Fut‐175 has been shown to ameliorate ischemia/reperfusion (I/R) injury by inhibition of classical and alternative complement pathway. The effects of fut‐175 on leukocyte‐endothelial cell interactions were observed by intravital microscopy in the rat mesenteric microcirculation in vivo. Further, its effect on P‐selectin expression on the vasculature was analysed by immunohistochemical analysis. Leukocyte rolling, firm adherence and transmigration were studied in the microcirculation after hemorrhage (60 min) and reperfusion (90 min).
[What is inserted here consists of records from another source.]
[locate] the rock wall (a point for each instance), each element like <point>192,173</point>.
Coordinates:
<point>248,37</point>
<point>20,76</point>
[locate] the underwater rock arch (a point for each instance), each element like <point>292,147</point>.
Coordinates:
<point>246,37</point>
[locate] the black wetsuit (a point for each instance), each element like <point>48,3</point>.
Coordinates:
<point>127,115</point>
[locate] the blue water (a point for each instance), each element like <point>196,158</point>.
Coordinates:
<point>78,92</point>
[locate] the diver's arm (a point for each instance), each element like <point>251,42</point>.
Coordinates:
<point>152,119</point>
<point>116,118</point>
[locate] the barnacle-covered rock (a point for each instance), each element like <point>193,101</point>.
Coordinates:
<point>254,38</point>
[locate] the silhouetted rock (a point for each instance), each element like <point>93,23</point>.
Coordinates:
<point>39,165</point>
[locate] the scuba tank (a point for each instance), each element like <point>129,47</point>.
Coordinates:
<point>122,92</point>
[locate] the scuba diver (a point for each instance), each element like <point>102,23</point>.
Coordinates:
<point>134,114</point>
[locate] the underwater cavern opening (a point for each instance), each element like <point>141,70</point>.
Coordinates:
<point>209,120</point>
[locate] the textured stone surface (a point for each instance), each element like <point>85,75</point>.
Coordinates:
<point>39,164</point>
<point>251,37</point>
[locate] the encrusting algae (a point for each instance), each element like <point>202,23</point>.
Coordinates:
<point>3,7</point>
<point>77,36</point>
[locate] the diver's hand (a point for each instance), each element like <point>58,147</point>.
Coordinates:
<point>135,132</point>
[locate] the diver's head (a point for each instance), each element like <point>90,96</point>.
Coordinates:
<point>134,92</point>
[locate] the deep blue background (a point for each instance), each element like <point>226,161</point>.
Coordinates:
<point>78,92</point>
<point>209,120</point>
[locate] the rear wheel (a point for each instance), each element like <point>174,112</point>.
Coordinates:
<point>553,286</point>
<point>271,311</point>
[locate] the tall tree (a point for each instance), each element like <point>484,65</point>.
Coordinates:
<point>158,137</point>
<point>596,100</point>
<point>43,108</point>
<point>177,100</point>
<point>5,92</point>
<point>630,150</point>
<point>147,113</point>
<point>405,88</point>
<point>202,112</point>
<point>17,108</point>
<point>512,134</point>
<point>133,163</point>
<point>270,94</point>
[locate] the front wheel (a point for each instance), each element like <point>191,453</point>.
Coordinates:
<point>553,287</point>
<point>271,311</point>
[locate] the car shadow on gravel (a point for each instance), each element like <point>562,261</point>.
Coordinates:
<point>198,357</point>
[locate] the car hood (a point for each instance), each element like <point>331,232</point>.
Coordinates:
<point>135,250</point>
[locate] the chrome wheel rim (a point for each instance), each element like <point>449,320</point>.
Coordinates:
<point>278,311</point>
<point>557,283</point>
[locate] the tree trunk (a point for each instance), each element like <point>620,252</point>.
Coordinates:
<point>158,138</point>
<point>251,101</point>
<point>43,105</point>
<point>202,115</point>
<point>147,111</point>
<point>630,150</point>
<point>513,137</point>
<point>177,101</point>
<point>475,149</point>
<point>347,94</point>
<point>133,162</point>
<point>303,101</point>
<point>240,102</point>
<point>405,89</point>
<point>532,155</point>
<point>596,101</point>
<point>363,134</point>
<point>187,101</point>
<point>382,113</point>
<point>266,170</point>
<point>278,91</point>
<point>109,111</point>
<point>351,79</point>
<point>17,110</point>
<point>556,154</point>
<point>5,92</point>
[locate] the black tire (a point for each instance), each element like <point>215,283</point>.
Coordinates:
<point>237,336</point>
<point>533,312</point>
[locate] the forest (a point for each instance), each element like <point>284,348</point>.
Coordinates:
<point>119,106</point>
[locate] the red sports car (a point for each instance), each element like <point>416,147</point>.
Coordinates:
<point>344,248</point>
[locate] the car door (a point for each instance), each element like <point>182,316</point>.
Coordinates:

Fut‐175 (1 and 5 mg/kg) was administrated as an i.v. bolus injection 5 minutes before reperfusion. Treatment with Fut‐175 significantly reduced leukocyte endothelium interaction in the rat mesenteric microcirculation. After hemorrhage followed by reperfusion leukocyte rolling was decreased from 58±5.2 to 5.2±1 cells/min (p< 0.01) and leukocyte adherence was decreased from 8.3±1.5 to 1.4±0.7 cells/100 μm (p< 0.01) following Fut‐175 treatment. Leukocyte extravasation was decreased 90 min after reperfusion. Immunhistochemical detection of P‐selectin showed a profound decrease in endothelial cell surface expression within the intestinal vasculature following Fut‐175 administration compared to vehicle treatment (38.5±4.3 v.s. 15.9±3,2% (p < 0.01)). Further, vascular leakage was significantly reduced by Fut‐175 treatment. Fut‐175 is a potent and effective vasculoprotective compound that inhibits leukocyte‐endothelial cell interaction after inflammatory activation. Further, reduction of endothelial P‐selectin expression may present a mechanism of Fut‐175 underlying its anti‐complement effect.